For UK investors, research suggests a withdrawal rate of 3.5%–3.75% may be more appropriate, given different equity market characteristics and the importance of sequencing risk. Practical strategies to improve sustainability:
Flexible Withdrawals
In years when markets fall, temporarily reduce withdrawals. Even a 20% reduction in withdrawals during a bear market significantly extends the life of a drawdown portfolio. This is easier if you have other income sources (state pension, DB pension, part-time work) to cover essential spending.
Bucket Strategy
Divide your retirement pot into three "buckets": near-term cash (1–3 years' spending), medium-term bonds (3–10 years), and long-term equities (10+ years). This provides stability in bear markets while allowing long-term growth. Replenish near-term bucket from medium-term when markets are favourable.
Floor and Upside
Use an annuity or DB pension to cover essential spending (floor), and drawdown or investment portfolio for discretionary income (upside). This eliminates longevity and sequence risk for core needs while maintaining flexibility and inheritance potential.
Longevity Planning
Average life expectancy at 65 in the UK is 20 years for men and 22 years for women (ONS 2024). However, 1 in 4 65-year-olds will live past 90. Plan for at least 30 years in retirement. Consider a deferred annuity starting at age 80–85 to insure against very long life at relatively low cost.
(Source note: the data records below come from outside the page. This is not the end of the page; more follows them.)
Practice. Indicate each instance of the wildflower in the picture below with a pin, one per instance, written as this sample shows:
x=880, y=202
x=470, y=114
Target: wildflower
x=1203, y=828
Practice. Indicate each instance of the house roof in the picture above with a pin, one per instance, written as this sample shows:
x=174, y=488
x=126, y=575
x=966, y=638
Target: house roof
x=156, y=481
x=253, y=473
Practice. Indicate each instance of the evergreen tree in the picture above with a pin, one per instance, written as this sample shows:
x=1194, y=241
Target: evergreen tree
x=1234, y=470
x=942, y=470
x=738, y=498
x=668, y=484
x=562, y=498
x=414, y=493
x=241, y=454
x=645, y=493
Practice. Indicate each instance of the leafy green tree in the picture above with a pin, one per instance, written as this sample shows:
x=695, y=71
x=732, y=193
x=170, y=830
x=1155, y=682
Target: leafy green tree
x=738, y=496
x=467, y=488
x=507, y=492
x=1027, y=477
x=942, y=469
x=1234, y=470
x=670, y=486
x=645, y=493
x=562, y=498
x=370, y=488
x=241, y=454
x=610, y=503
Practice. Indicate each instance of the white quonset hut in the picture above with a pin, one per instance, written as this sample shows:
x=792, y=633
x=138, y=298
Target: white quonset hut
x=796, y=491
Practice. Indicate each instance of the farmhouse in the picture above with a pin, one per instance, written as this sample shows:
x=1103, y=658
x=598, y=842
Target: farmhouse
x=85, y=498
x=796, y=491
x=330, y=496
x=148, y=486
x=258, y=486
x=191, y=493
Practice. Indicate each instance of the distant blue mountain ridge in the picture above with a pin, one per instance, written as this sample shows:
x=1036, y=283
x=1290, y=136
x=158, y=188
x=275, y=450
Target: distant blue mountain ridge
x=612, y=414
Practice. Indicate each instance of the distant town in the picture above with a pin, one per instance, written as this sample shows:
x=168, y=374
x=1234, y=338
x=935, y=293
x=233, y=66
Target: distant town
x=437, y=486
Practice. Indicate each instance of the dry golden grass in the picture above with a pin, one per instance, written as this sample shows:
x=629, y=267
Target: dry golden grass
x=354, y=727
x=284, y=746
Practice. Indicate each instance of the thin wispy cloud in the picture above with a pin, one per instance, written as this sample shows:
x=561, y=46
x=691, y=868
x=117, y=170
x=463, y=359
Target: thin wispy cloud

Tax-Efficient Withdrawal Strategy
How you withdraw from your pension affects your tax bill. In 2026/27, the basic rate band is £12,571–£50,270. Key strategies:
- Keep income within basic rate: Withdrawing more than £50,270 from your pension (including state pension) pushes income into the 40% higher rate band. Where possible, keep total income below this threshold.
- Use the personal allowance: The first £12,570 of income is tax-free. If you have no other income, pension withdrawals up to this threshold are free of income tax.
- Tax-free cash: Take up to 25% of your pension as a tax-free lump sum (Pension Commencement Lump Sum). Maximum is £268,275 (Lump Sum Allowance 2026/27). Consider spreading this over multiple years to preserve tax efficiency.
- ISA and other savings coordination: Use ISA withdrawals (tax-free) to supplement pension income and avoid higher rate tax. Draw down ISA first if your pension is growing faster than ISA savings.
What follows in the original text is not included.